National Semiconductor reduces manufacturing capacity
National will eliminate approximately 200 positions and incur a charge of approximately $20 million, of which approximately $12 million is related to severance costs for the eliminated positions, $7 million is related to the impairment and disposal of manufacturing equipment, and about $1 million is related to contractual and other obligations. Most of the charges described above will be recorded in the current fiscal third quarter of 2008. The savings that the company expects to realize from this action will benefit the company's gross margin. Based on the timing of this action, the savings will be relatively minor in the current fiscal third quarter of 2008. However, the estimated savings impact would be roughly 1 percentage point of gross margin in the fiscal fourth quarter of 2008 and an additional 1 percentage point of gross margin in the fiscal first quarter of 2009 (ending August 24, 2008).
"Our future growth will be driven by higher-performance, energy-efficient analog products, more and more of which will be produced on 200mm wafer technology," said Brian L. Halla, National's chairman and CEO. "This action today aligns our manufacturing capability with our future needs."
Over the last several years, National Semiconductor has sold or exited several lower-margin businesses in order to focus on growing its high-value, higher-performance analog products. During that time, the most notable growth has come from the power management area. The vast majority of the company's products are manufactured within its own facilities.

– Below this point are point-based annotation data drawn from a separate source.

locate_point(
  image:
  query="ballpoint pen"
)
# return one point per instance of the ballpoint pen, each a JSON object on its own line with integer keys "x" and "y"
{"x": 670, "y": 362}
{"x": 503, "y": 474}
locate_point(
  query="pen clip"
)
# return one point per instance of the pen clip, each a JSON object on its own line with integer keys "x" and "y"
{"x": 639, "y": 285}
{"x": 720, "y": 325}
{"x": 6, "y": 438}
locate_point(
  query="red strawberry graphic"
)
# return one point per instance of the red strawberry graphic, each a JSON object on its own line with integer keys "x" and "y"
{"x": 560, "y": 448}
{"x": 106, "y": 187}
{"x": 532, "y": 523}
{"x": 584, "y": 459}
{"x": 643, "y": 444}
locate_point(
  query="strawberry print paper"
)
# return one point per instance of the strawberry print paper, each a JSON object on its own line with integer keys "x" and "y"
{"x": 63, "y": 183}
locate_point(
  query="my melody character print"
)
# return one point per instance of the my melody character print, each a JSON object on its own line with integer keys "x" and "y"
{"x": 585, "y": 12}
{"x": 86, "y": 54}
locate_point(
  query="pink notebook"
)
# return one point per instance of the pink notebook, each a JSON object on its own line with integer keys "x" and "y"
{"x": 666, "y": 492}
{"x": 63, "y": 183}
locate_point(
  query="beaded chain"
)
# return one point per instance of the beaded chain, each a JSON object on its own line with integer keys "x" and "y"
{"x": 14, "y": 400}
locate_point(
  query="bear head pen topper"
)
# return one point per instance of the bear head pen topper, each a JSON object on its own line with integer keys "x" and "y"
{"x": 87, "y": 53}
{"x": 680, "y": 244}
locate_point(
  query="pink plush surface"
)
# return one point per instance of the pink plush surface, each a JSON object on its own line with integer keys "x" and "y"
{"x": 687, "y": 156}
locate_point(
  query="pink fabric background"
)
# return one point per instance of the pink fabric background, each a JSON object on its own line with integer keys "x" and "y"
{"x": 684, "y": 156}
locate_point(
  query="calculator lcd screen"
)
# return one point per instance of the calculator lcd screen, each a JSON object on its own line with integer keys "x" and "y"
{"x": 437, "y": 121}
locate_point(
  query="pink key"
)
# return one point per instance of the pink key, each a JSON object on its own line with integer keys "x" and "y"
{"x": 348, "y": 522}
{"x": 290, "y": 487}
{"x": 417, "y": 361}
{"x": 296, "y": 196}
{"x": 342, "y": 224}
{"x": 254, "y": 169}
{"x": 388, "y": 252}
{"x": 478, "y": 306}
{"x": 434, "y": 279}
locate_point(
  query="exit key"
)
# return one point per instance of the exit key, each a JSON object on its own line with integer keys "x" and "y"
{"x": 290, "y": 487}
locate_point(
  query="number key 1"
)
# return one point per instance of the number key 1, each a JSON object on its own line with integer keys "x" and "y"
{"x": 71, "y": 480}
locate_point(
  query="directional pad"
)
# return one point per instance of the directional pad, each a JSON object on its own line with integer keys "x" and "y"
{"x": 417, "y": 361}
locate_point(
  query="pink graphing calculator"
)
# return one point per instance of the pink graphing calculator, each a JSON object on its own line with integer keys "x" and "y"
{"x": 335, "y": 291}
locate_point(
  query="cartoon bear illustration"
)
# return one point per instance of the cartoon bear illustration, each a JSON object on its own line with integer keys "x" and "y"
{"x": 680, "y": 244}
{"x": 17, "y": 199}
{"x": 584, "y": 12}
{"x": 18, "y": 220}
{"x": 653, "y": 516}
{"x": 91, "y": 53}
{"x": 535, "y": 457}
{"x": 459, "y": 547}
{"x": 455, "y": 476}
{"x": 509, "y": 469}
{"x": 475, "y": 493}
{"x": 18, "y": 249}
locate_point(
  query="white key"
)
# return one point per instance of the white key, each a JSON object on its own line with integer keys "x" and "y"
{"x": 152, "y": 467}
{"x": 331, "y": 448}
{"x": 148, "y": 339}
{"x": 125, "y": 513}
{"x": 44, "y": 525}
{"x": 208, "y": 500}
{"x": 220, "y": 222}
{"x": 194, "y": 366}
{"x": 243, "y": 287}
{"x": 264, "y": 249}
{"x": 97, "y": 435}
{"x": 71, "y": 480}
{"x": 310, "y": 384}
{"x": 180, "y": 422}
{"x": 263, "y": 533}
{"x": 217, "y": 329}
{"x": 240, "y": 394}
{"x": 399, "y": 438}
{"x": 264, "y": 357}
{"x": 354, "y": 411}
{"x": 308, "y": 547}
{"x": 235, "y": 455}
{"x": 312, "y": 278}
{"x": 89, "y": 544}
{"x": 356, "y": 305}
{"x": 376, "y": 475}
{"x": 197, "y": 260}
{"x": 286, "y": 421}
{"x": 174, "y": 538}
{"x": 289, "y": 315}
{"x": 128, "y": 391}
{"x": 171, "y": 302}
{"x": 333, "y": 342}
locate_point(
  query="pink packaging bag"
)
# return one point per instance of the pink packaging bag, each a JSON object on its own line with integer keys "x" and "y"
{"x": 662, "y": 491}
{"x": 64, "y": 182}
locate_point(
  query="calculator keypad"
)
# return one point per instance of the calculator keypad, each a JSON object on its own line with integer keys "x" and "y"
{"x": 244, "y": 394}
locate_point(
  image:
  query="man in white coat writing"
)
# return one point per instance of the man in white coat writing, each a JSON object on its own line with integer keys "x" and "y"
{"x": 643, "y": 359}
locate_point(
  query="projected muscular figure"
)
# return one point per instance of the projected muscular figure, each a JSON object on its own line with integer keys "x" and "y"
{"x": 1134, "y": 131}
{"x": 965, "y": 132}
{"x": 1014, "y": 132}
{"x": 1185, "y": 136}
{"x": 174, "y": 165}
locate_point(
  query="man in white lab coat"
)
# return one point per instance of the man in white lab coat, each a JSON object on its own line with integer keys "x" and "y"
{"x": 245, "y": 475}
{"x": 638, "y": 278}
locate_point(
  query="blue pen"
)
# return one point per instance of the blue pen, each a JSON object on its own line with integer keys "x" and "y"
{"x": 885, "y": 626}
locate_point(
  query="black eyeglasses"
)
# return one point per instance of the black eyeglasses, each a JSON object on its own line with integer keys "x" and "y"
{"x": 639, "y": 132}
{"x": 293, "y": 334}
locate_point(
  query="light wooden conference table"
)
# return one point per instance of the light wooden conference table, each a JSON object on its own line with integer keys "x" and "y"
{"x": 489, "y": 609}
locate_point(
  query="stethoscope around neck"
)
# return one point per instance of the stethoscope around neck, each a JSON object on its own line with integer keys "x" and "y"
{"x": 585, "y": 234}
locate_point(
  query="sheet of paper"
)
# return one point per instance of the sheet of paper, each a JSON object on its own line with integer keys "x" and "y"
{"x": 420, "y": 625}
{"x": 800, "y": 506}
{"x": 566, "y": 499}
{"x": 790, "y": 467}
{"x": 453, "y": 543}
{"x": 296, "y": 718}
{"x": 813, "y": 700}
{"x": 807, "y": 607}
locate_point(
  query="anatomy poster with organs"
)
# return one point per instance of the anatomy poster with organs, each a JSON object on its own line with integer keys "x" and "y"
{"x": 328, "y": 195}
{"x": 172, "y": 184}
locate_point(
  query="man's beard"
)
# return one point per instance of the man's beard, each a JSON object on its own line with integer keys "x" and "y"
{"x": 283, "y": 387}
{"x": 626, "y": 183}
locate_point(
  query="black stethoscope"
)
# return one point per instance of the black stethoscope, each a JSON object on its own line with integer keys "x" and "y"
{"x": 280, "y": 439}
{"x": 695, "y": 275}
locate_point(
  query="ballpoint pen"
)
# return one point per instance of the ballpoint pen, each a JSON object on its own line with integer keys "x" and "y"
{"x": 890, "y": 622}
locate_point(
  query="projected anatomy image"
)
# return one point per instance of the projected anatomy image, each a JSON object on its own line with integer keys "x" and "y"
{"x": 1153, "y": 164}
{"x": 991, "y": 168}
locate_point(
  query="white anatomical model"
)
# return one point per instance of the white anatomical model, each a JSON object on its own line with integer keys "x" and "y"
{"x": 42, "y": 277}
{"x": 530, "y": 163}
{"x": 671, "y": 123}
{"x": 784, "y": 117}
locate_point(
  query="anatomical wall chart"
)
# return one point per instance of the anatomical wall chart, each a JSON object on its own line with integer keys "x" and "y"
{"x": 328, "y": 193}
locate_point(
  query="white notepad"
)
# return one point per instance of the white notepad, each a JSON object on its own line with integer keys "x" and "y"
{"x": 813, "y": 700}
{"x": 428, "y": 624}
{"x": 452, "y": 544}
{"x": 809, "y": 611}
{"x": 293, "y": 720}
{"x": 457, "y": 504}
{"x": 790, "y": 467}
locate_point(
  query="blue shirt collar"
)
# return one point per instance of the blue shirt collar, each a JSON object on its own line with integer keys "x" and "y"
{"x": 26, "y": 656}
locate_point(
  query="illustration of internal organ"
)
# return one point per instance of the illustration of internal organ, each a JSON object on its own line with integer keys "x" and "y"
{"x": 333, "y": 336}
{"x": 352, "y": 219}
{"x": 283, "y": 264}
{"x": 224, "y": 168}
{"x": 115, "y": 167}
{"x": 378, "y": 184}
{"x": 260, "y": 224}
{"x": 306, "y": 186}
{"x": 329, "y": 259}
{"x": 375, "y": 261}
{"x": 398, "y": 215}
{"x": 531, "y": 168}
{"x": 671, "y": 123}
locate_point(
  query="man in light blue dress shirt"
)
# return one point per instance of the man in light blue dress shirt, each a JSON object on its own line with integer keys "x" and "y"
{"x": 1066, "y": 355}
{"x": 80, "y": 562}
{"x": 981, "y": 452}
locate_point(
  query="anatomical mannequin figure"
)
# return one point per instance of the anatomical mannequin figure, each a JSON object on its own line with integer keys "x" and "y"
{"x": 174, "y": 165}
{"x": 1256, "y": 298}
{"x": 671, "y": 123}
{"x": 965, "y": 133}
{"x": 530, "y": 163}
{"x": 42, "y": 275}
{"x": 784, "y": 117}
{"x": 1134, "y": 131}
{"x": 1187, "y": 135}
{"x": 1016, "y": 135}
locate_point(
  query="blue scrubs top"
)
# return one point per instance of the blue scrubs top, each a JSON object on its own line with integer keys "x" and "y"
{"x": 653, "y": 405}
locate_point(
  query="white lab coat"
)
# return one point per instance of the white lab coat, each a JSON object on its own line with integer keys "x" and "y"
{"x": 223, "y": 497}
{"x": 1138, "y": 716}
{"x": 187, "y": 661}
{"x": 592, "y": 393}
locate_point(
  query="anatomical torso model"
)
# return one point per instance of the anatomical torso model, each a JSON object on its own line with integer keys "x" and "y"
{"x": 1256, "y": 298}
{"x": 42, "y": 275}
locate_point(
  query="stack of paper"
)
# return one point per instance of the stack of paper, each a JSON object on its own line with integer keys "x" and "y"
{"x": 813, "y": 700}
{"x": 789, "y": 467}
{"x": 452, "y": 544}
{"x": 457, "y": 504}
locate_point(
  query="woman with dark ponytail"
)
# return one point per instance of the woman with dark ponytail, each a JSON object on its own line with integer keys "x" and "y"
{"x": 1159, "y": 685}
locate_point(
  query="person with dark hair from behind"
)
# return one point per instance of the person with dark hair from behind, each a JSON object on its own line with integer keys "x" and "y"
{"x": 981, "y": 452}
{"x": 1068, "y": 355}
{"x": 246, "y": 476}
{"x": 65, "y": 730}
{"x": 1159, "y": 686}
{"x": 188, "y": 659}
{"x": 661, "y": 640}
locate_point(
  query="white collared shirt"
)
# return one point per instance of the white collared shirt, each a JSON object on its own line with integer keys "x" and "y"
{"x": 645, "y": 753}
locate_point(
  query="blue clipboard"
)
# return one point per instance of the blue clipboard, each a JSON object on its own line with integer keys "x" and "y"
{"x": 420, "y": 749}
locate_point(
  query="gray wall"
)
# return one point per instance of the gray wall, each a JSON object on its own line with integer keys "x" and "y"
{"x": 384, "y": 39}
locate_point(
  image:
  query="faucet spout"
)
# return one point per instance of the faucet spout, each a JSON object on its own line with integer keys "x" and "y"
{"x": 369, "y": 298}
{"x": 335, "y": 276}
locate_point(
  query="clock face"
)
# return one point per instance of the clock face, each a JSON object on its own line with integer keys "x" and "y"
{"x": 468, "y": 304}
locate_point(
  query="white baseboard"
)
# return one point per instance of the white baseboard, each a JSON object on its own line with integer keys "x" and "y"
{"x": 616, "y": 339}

National's three wafer fabrication facilities are located in Arlington, Texas; Greenock, Scotland; and South Portland, Maine. Most of the 200 eliminated positions are in Arlington and Greenock. The Arlington facility, which primarily runs 150mm wafers, recently ramped up production on a new 200mm production line. The Greenock facility runs 150mm wafers. A small number of positions are affected in South Portland, a 200mm wafer facility. The eliminated positions include both direct and indirect labor, manufacturing jobs as well as managerial, staff and support positions. Affected employees will receive severance packages commensurate with their length of employment.
The company currently employs approximately 7,600 people worldwide, with more than 400 employees each in Arlington and Greenock and more than 500 employees in South Portland.